3

I have a piecewise function with 3 parts that I'm trying to write in Python using Numba @jit instruction. The function is calculated over an array. The function is defined by:

@njit(parallel=True)
def f(x_vec):
    N=len(x_vec)
    y_vec=np.zeros(N)
    for i in prange(N):
        x=x_vec[i]
        if x<=2000:
            y=64/x
        elif x>=4000:
            y=np.log(x)
        else:
            y=np.log(1.2*x)
        y_vec[i]=y
    return y_vec

I'm using Numba to make this code very fast and run it on all 8 threads of my CPU.

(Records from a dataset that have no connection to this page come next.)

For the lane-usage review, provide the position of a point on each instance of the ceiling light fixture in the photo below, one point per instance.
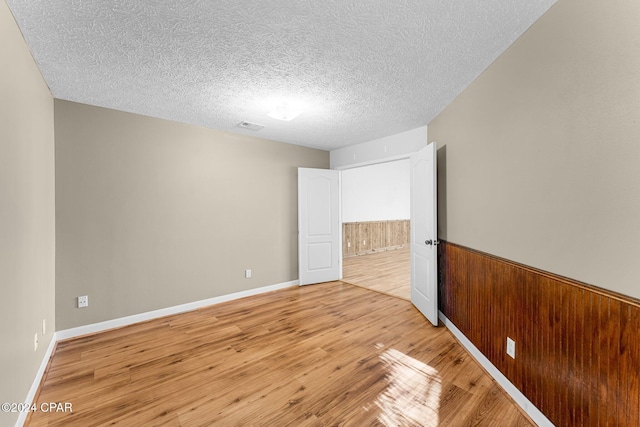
(284, 112)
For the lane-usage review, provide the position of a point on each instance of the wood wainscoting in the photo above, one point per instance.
(577, 346)
(359, 238)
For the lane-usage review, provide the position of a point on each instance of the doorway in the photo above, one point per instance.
(375, 227)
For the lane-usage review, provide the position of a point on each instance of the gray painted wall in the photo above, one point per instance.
(27, 222)
(540, 156)
(152, 213)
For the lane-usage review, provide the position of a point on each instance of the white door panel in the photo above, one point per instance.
(319, 232)
(424, 237)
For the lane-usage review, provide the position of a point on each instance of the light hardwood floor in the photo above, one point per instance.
(388, 272)
(319, 355)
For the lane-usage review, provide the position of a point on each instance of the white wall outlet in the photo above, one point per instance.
(83, 301)
(511, 348)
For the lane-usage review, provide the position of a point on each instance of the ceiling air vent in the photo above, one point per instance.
(249, 125)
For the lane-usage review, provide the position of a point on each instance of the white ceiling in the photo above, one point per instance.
(361, 69)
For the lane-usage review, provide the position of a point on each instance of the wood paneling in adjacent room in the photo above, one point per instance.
(360, 238)
(577, 346)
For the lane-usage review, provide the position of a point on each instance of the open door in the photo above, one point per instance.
(424, 233)
(319, 230)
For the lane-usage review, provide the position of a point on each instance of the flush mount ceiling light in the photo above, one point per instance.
(285, 112)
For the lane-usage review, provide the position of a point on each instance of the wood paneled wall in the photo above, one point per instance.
(577, 346)
(360, 238)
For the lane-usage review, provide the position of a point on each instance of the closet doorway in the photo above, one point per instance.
(376, 202)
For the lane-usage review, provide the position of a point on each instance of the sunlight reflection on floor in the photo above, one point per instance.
(413, 395)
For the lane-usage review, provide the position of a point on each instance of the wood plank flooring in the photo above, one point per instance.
(319, 355)
(388, 272)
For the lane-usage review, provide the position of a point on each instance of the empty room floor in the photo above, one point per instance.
(327, 354)
(388, 272)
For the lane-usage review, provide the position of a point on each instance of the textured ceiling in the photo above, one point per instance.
(360, 69)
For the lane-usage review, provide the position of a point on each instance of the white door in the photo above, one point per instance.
(424, 233)
(319, 232)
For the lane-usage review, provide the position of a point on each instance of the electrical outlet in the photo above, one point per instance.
(511, 348)
(83, 301)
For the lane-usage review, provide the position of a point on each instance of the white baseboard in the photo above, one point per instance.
(31, 394)
(149, 315)
(521, 400)
(129, 320)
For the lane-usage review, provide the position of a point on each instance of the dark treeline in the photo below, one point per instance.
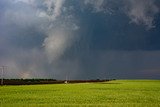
(46, 81)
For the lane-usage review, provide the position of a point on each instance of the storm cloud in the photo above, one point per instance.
(81, 39)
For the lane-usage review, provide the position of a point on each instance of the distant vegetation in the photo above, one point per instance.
(45, 81)
(119, 93)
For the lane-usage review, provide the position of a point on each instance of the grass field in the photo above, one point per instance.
(119, 93)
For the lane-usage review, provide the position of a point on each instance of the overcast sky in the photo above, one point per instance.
(80, 39)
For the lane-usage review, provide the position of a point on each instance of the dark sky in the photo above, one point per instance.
(80, 39)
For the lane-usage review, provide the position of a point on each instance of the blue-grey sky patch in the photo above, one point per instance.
(81, 39)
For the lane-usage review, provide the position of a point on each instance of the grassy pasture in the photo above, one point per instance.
(119, 93)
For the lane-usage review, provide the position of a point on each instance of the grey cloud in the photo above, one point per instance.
(142, 12)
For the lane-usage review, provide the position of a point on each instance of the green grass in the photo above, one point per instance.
(120, 93)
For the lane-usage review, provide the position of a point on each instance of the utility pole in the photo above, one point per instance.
(2, 74)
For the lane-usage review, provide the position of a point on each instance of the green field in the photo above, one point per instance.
(119, 93)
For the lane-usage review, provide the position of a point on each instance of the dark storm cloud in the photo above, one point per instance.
(83, 39)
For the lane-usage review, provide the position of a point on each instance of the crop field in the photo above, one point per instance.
(119, 93)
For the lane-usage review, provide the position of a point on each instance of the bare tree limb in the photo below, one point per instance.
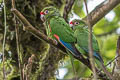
(90, 43)
(117, 67)
(101, 10)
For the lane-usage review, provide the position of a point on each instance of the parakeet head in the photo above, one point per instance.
(77, 23)
(48, 12)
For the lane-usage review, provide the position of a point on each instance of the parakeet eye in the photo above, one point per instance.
(46, 12)
(76, 23)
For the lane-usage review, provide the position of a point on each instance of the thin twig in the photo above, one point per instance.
(17, 42)
(90, 44)
(101, 10)
(5, 30)
(67, 8)
(113, 68)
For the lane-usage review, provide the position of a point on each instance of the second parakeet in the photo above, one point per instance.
(59, 29)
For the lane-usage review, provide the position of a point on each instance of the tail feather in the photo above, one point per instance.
(70, 47)
(108, 74)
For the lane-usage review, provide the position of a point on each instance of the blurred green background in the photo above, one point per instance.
(61, 65)
(106, 36)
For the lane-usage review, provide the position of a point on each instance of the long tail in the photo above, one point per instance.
(69, 46)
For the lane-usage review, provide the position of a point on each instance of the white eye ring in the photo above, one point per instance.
(76, 23)
(46, 12)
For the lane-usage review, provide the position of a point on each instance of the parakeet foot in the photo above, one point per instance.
(55, 41)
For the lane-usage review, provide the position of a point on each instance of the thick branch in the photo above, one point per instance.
(101, 10)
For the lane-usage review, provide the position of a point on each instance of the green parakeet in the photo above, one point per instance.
(81, 33)
(59, 29)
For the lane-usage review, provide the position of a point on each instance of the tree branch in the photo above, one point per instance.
(90, 43)
(101, 10)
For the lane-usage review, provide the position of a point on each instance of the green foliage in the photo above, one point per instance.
(47, 59)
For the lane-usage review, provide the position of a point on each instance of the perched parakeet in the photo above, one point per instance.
(81, 33)
(59, 29)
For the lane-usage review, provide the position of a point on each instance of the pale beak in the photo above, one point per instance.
(42, 17)
(71, 24)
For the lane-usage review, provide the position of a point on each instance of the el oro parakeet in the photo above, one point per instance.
(81, 33)
(59, 29)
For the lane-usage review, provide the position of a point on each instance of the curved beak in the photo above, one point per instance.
(42, 17)
(71, 24)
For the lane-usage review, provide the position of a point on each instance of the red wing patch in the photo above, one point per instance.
(56, 36)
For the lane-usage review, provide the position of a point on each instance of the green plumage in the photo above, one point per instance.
(81, 33)
(58, 25)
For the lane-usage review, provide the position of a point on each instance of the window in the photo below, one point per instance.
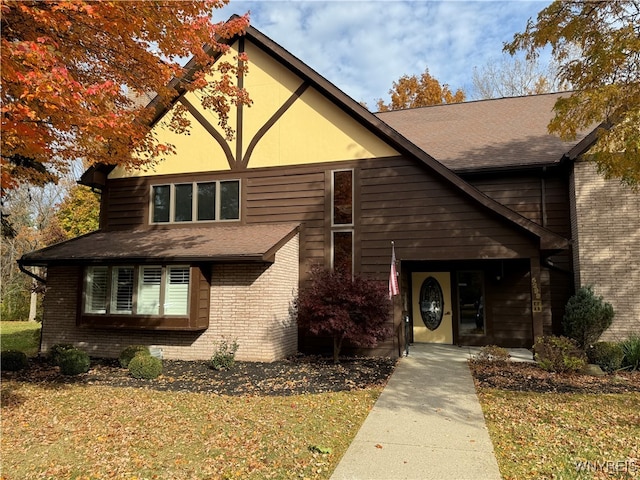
(195, 202)
(141, 290)
(471, 298)
(341, 217)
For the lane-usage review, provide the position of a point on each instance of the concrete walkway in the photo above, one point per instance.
(426, 424)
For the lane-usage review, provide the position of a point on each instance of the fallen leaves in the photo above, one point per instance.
(93, 426)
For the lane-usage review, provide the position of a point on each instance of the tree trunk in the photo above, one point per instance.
(337, 345)
(33, 305)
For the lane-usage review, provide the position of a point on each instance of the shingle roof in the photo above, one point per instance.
(500, 133)
(224, 243)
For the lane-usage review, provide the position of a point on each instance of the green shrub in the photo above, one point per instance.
(559, 354)
(56, 351)
(74, 362)
(145, 367)
(608, 356)
(131, 351)
(631, 349)
(13, 360)
(586, 317)
(224, 356)
(492, 353)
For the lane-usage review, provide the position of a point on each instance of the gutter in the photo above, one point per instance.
(31, 274)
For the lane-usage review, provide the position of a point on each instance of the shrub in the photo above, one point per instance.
(631, 349)
(490, 353)
(559, 354)
(131, 351)
(224, 356)
(145, 367)
(74, 362)
(334, 304)
(13, 360)
(56, 351)
(608, 356)
(586, 317)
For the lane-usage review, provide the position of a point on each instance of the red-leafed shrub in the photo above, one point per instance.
(357, 310)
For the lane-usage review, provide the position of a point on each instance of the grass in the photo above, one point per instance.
(563, 436)
(91, 432)
(22, 336)
(94, 432)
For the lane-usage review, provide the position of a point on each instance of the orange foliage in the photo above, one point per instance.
(72, 71)
(413, 92)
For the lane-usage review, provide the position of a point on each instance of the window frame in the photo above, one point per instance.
(197, 304)
(194, 202)
(111, 301)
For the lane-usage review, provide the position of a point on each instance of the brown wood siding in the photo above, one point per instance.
(125, 204)
(290, 195)
(524, 192)
(403, 202)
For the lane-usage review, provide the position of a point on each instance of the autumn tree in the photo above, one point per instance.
(513, 77)
(79, 212)
(334, 304)
(605, 77)
(73, 70)
(413, 91)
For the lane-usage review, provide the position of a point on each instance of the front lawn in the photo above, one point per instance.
(564, 435)
(560, 426)
(92, 432)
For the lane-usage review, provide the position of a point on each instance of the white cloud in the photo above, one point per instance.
(363, 46)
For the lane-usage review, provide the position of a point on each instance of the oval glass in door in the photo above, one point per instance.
(431, 303)
(431, 307)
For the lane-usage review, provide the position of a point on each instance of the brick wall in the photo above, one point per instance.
(606, 233)
(250, 303)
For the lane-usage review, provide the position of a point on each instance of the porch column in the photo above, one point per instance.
(536, 298)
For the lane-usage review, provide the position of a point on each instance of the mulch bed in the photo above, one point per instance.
(313, 374)
(521, 376)
(296, 375)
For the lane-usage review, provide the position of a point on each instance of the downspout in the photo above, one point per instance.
(543, 199)
(37, 278)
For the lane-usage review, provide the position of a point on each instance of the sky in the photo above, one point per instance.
(364, 46)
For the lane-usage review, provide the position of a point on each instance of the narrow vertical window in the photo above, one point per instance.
(343, 197)
(97, 290)
(183, 202)
(161, 203)
(230, 200)
(206, 201)
(471, 309)
(177, 291)
(343, 251)
(122, 290)
(149, 290)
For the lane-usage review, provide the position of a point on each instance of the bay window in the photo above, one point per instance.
(154, 290)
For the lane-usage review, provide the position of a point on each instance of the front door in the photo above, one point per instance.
(432, 312)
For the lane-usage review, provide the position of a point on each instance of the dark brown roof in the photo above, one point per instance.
(500, 133)
(224, 243)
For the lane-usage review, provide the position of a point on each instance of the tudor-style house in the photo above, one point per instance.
(494, 222)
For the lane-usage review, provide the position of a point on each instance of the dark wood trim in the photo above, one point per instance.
(270, 123)
(240, 113)
(211, 130)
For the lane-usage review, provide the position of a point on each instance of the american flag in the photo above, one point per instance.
(393, 274)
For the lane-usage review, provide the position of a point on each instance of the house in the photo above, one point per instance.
(485, 209)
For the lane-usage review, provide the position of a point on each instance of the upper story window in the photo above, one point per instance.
(195, 202)
(342, 197)
(342, 220)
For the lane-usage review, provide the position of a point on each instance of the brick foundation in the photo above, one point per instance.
(606, 233)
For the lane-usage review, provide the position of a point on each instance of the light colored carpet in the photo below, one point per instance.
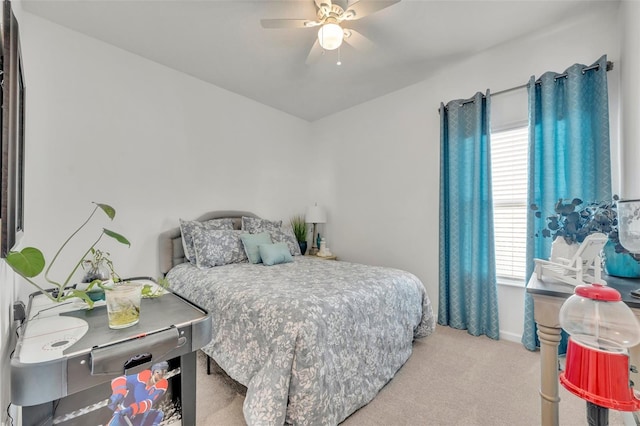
(452, 378)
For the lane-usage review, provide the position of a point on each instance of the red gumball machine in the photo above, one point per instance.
(601, 329)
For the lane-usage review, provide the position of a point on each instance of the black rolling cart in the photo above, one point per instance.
(70, 368)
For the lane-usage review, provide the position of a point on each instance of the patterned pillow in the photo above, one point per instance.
(274, 254)
(217, 247)
(275, 229)
(187, 228)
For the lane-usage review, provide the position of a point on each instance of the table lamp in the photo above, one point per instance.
(315, 214)
(601, 330)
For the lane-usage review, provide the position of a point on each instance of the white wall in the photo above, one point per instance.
(382, 157)
(108, 126)
(630, 125)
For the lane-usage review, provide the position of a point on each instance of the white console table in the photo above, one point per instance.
(548, 296)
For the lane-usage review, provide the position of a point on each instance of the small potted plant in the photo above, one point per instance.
(300, 230)
(30, 263)
(573, 220)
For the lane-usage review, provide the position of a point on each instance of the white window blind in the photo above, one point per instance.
(509, 174)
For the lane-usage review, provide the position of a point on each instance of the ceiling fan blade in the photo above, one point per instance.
(362, 8)
(288, 23)
(357, 40)
(314, 53)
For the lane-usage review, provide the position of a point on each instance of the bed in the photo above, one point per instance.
(312, 340)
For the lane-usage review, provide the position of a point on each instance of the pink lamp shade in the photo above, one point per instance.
(601, 328)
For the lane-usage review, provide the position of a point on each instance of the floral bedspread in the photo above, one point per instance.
(312, 340)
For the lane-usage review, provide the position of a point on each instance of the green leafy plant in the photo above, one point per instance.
(299, 226)
(151, 291)
(30, 262)
(574, 220)
(98, 260)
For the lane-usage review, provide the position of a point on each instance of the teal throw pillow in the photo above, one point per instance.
(273, 254)
(251, 243)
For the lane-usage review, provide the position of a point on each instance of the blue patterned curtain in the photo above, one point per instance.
(568, 155)
(468, 294)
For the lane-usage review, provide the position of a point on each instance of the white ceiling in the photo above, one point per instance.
(222, 42)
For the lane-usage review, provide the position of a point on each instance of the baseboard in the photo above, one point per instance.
(511, 337)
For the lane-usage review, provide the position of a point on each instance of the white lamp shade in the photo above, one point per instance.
(315, 214)
(330, 36)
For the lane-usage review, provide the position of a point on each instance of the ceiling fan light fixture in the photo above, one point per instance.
(330, 36)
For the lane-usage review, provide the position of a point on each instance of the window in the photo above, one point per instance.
(509, 174)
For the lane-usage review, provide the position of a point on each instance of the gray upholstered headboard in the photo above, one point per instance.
(170, 242)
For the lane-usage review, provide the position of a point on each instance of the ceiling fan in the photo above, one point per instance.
(330, 18)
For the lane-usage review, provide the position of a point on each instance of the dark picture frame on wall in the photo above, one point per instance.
(12, 138)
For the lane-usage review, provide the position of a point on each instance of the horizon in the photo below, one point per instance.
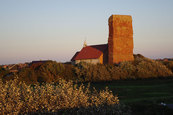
(56, 30)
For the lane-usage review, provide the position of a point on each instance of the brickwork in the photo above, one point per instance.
(120, 41)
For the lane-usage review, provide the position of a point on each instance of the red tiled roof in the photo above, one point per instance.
(90, 52)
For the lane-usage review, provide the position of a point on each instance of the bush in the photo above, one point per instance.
(18, 98)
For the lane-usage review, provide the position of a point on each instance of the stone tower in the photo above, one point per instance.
(120, 41)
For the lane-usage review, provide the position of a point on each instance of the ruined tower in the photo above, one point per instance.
(120, 41)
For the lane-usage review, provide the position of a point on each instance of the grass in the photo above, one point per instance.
(133, 91)
(143, 96)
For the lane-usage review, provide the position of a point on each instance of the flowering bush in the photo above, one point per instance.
(18, 98)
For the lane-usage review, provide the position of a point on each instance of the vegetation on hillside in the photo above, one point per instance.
(51, 71)
(18, 98)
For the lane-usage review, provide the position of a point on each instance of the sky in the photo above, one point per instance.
(56, 29)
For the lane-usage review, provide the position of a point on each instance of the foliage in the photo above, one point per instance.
(18, 98)
(51, 71)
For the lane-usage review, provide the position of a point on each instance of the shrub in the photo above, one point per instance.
(18, 98)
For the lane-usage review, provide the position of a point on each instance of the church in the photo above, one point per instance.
(118, 49)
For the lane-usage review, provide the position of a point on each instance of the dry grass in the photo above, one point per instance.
(18, 98)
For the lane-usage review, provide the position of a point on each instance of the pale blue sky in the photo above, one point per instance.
(56, 29)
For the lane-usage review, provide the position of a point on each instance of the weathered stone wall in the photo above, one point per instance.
(120, 41)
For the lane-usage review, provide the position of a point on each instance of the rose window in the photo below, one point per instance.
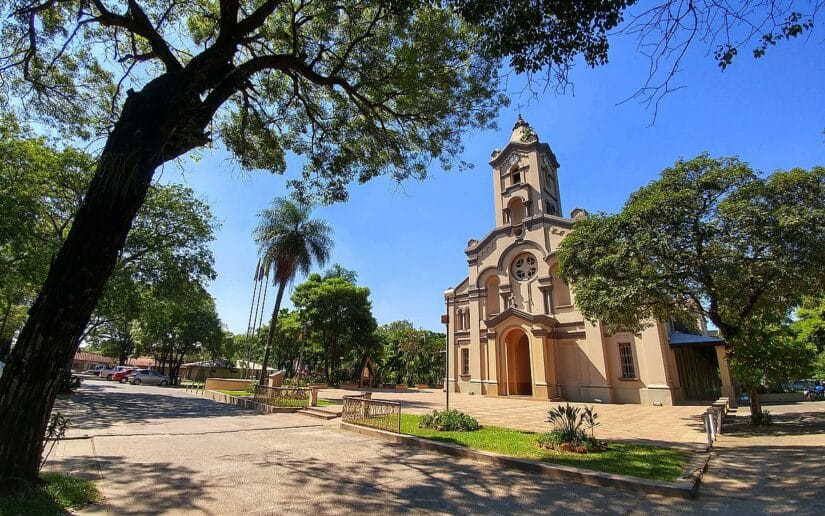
(524, 267)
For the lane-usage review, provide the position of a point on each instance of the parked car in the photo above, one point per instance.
(123, 375)
(148, 377)
(109, 372)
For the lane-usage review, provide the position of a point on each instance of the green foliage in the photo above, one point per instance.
(410, 356)
(41, 188)
(69, 491)
(568, 421)
(338, 324)
(57, 493)
(625, 459)
(710, 237)
(809, 329)
(762, 418)
(773, 354)
(179, 321)
(289, 241)
(449, 421)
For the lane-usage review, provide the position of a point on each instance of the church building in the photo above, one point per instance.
(514, 330)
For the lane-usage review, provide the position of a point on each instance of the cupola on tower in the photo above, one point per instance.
(525, 179)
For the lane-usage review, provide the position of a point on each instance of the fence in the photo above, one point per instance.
(360, 410)
(286, 396)
(195, 387)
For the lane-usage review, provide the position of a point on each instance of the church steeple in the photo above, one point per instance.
(525, 180)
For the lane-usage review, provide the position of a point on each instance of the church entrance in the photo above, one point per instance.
(519, 377)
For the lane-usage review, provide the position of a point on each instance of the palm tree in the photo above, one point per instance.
(288, 242)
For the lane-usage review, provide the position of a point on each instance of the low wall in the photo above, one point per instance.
(780, 397)
(226, 384)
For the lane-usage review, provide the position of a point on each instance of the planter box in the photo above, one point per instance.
(226, 384)
(780, 397)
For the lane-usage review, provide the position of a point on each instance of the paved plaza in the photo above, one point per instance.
(679, 426)
(163, 451)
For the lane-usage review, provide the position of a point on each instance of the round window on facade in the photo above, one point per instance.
(524, 267)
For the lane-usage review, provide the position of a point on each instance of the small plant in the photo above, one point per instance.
(568, 433)
(762, 418)
(567, 420)
(55, 431)
(449, 421)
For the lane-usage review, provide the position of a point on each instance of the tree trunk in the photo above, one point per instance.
(755, 404)
(273, 323)
(141, 140)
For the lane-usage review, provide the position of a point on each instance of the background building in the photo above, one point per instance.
(513, 326)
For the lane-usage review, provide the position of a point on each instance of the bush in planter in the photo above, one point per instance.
(449, 421)
(568, 433)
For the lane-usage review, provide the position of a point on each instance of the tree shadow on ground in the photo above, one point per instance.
(92, 408)
(782, 478)
(150, 488)
(403, 479)
(785, 424)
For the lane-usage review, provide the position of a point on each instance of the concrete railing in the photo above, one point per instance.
(226, 384)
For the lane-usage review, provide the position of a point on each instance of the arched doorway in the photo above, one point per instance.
(519, 377)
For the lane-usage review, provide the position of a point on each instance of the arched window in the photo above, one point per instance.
(561, 292)
(516, 211)
(493, 298)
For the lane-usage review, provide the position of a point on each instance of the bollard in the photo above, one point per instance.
(709, 428)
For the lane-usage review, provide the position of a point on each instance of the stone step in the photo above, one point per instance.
(319, 413)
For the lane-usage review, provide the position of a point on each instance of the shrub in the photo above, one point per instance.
(567, 421)
(762, 418)
(449, 421)
(568, 433)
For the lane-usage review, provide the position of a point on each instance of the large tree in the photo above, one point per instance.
(337, 315)
(289, 242)
(358, 88)
(710, 237)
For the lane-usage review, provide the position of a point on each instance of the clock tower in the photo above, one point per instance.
(525, 178)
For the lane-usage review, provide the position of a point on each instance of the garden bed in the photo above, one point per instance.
(650, 462)
(57, 493)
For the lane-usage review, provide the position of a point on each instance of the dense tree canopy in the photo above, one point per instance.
(357, 88)
(710, 237)
(338, 321)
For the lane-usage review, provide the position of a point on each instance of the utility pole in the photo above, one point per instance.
(449, 293)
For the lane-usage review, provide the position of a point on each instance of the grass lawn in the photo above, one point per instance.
(651, 462)
(60, 492)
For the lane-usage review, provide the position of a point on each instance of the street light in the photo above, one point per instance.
(445, 319)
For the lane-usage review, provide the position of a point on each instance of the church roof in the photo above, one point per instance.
(678, 338)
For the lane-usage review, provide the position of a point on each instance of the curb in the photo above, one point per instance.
(687, 486)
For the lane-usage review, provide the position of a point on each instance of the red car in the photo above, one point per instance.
(122, 376)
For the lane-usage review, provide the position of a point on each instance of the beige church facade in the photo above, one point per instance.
(513, 329)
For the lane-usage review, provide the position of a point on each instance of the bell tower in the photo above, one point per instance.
(525, 178)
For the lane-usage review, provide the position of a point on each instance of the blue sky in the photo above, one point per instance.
(406, 241)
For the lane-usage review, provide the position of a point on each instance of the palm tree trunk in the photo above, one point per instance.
(270, 337)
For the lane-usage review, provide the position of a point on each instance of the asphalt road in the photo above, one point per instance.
(159, 450)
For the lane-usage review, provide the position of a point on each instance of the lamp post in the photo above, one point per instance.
(445, 319)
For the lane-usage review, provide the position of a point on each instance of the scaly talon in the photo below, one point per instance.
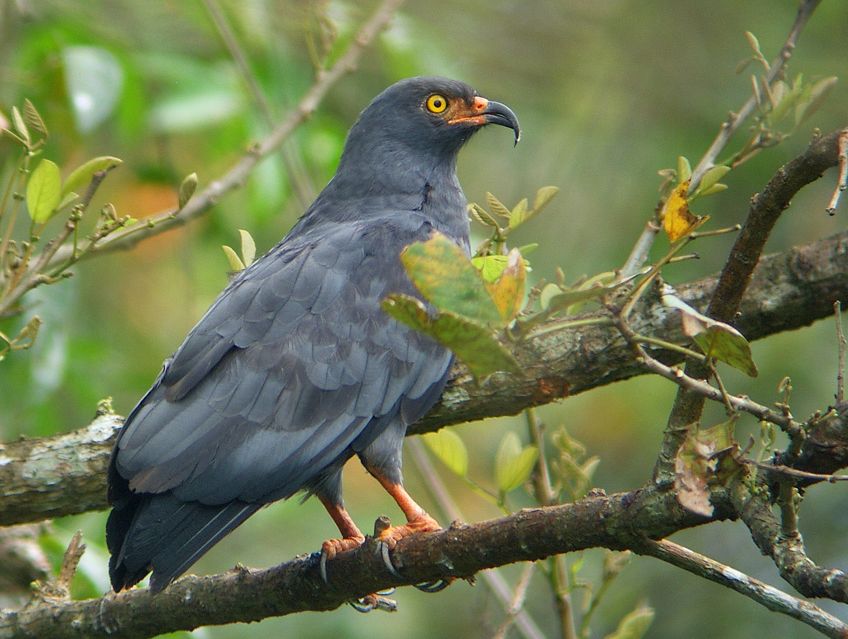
(332, 547)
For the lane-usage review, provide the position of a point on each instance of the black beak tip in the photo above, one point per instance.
(497, 113)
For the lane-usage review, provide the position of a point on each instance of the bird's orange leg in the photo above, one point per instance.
(417, 519)
(351, 538)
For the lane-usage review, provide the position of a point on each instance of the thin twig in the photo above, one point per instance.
(238, 174)
(704, 389)
(842, 180)
(492, 578)
(764, 594)
(841, 344)
(794, 472)
(639, 254)
(735, 120)
(517, 603)
(303, 188)
(546, 496)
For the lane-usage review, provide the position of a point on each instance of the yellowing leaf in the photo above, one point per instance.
(248, 247)
(513, 464)
(700, 461)
(232, 257)
(508, 290)
(446, 277)
(684, 169)
(473, 343)
(44, 191)
(449, 448)
(677, 219)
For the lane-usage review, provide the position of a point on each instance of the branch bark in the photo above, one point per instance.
(65, 474)
(241, 595)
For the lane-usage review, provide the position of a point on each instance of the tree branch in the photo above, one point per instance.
(65, 474)
(766, 207)
(765, 595)
(241, 595)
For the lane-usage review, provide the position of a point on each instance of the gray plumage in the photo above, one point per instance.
(295, 368)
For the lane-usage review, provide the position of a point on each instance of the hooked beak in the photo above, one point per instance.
(483, 112)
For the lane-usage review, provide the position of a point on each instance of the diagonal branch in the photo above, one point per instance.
(65, 474)
(766, 208)
(295, 586)
(765, 595)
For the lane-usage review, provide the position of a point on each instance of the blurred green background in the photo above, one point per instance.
(608, 92)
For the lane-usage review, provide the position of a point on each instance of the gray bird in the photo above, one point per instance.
(295, 368)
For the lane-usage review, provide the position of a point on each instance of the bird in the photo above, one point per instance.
(295, 368)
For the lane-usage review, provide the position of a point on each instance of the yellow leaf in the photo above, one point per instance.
(677, 219)
(508, 290)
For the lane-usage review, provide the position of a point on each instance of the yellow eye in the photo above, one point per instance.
(437, 103)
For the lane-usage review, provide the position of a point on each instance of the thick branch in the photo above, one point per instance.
(761, 592)
(65, 474)
(766, 208)
(615, 521)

Now, my question is, if I wanted to define each part of the function separately as f1, f2 and f3, and put those inside the if statements (and still benefit from Numba speed), how can I do that? The reason is that the subfunctions can be more complicated and I don't want to make my code hard to read. I want it to be as fast as this one (or slightly slower but not alot).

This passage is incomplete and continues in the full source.